Understanding the Psychology of Farming
When I was a Sophomore in high school the corn prices took a dramatic upward swing. We spent the following two years removing everything but our mailbox to plant more corn on the farm. We still have a mailbox, but there is hardly any habitat left for pheasants and deer. I have started planting trees, and we leave some corn and soybeans standing for the winter in small plots. That being said, we have a long journey ahead to create quality habitat as oftentimes I have to balance my desire for habitat with my dad’s desire for profitability. The process of creating new habitat has taught me a number of lessons about working with farmers when establishing habitat. First, understand the psychology of farming, then make the most of the non-farmable land. After that the expansion of food plots, tree-lines, and grasslands can be considered. This article is the first of a series on how to work with farmers to create more habitat in Iowa.
Whether it’s Des Moines Water Works, or a new environmental plan, often in Iowa farmers gets framed as the bad guy out to make money. This leads to farmers pushing back on environmentalists, or giving up on listening all together.
In order to break this cycle non-farmers need to understand a number of things. First, farmer’s have reasons for certain practices, and these decisions are much more complex than many people realize. There are times when farmers need to remove trees to pull equipment into a field. Other times if they let the habitat grow, the weeds will become a major issue next year. My experience farming with my dad has taught me that no environmental decision is as straight-forward as it seems. Check your emotions at the door when discussing habitat restoration. Try to put yourself in the farmer’s shoes. If you didn’t hunt and taking out a fence line meant that your paycheck would go up, what would you do?
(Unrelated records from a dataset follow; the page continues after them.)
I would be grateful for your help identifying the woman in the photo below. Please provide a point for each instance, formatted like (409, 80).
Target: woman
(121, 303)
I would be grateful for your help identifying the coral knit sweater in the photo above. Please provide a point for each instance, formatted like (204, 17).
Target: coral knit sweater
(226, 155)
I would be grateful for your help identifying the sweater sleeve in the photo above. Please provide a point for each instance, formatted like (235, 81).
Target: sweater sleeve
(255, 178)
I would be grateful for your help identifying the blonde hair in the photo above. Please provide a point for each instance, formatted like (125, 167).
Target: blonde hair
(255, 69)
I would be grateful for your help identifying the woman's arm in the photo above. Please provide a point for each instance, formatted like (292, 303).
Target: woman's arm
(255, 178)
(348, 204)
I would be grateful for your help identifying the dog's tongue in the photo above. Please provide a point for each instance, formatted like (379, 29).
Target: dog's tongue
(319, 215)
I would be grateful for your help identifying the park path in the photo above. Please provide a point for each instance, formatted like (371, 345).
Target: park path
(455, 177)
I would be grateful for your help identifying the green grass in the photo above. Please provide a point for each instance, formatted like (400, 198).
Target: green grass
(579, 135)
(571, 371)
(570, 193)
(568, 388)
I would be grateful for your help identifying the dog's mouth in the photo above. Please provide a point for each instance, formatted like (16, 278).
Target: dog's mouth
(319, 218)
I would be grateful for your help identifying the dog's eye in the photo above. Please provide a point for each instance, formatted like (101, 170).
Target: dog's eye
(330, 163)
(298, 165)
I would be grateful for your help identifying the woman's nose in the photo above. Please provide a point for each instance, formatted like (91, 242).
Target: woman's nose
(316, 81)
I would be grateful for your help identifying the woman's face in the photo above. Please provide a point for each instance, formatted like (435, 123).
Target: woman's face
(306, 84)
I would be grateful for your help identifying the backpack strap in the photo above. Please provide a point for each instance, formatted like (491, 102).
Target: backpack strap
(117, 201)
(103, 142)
Many farmers who would like to prove the stereotype wrong. And there are ways to allow farmers to maximize their yields while also creating more habitat.
Which brings me to the second point. After making sure you don’t attack the farmer for practices that are beyond their control, make them part of your team. Farming is a job with new responsibilities each day, and farmers like to work on new projects. Also, they spend more time in the field more than anyone, so include them in your decision making. You may feel that you know way more about what a deer needs to survive than a farmer, but they will know more about how to make plants thrive. Let the farmers have some control, and they will likely take pride in the outcome. Who knows, they may come up with some better ideas for next year.
I can’t blame my dad for removing habitat. If I spent my time and energy picking out the right corn and herbicides to maximize yields, and the opportunity to increase yield by planting more acres presented itself, it would seem like a no-brainer. However, I come from a different stand-point of loving to whitetail hunt, and wanting to see more deer have quality habitat. The ideas from this blog may seem elementary, but in my view the biggest mistake environmentalists make comes from lacking empathy and respect for the person with another viewpoint. The next blog on creating habitat will address how to turn non-farmable acres into better habitat.